Young people who feel like they don’t belong, LGBTQ youths and those with severe social anxiety are among those that may craft a community online that provides a sense of belonging and can “reduce suicide risk in some pretty substantial ways,” said Coyne.
The Wheatley Institute at BYU found that in a recent study, “Teaching by Example,” as Deseret News reported in June. That study also suggests that how parents use social media can pose risks for kids.
Coyne would like to see lawmakers take a “careful, thoughtful, nuanced look at the research and pass bills that would help all teenagers — “something like putting money into media literacy education from a very young age that helps our children learn how to thrive in their media world instead of just trying to shield them from it,” she said.
Monitoring if kids have social media isn’t as simple for parents as saying yes or no, said Twenge. Right now, there’s an age floor of 13 many go around. And since many have their own online devices, “it’s very hard for parents to know what kids and teens are doing online. Unfortunately, a lot of times they don’t know until it goes wrong.”
Twenge cites the case of Alexis Spence, who hid her Instagram account from her parents when she was 11. Spence, now 20, alleges in a lawsuit against Meta that social media use contributed to addiction to the app, depression, self-harm, an eating disorder and suicidal thoughts.
Her parents did everything they were supposed to, from having conversations to restricting use, Twenge said. Spence still got an account.
Another challenge, Twenge said, is that school-owned computers some students use don’t allow parental controls.

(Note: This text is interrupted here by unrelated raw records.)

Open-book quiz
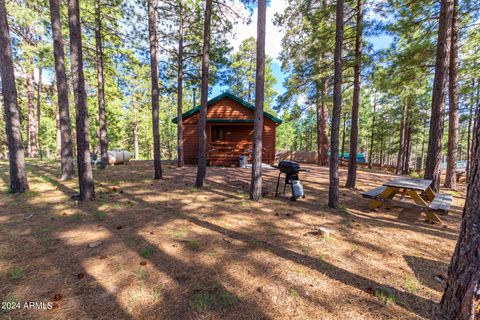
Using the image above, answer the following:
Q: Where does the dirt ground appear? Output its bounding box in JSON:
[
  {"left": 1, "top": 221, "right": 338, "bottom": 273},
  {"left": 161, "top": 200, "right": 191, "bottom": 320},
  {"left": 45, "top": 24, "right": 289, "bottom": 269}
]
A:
[{"left": 0, "top": 160, "right": 466, "bottom": 319}]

There’s a lot online to worry parents, from sexually explicit material to items related to violence and self-harm, Twenge told Deseret News. Social media apps can also be a place where adult strangers contact minors. “Sometimes those conversations can be very inappropriate,” including sending explicit pictures. She said some of TikTok’s so-called challenges can be dangerous, too.
Though the sites say they take down inappropriate material, Twenge said her experience consulting on lawsuits suggests it sometimes takes years to get material removed.

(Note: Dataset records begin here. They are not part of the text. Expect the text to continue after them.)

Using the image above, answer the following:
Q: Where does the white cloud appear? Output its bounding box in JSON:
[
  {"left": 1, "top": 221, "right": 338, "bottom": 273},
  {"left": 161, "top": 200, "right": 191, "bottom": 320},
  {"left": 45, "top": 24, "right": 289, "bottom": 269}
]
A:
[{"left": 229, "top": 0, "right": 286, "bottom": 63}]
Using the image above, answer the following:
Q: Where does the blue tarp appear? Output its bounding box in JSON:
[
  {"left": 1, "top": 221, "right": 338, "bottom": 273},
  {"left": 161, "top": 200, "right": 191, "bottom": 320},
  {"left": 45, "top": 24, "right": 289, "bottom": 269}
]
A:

The age limits themselves pose a problem, according to Twenge, because they’re not verified. She’s happy Utah is tackling that. A child can check a box, lie about the birthdate and “boom, you have an account. A 7-year-old can do it — and we know that has happened.”
She thinks getting social media out of middle school is a good idea — which would make the bottom age at least 15. Sixteen makes more sense, since then kids are deemed responsible enough to drive, Twenge added.
“I know parents are in a tough position when it comes to technology,” Twenge told Deseret News. “I’m not at all suggesting it’s easy or that parents should be aware of all these things or they’re not doing their job. It’s almost impossible to keep up with all of that.
“That’s why we need help, why we need these laws. Parents struggle with this because it’s hard,” she said.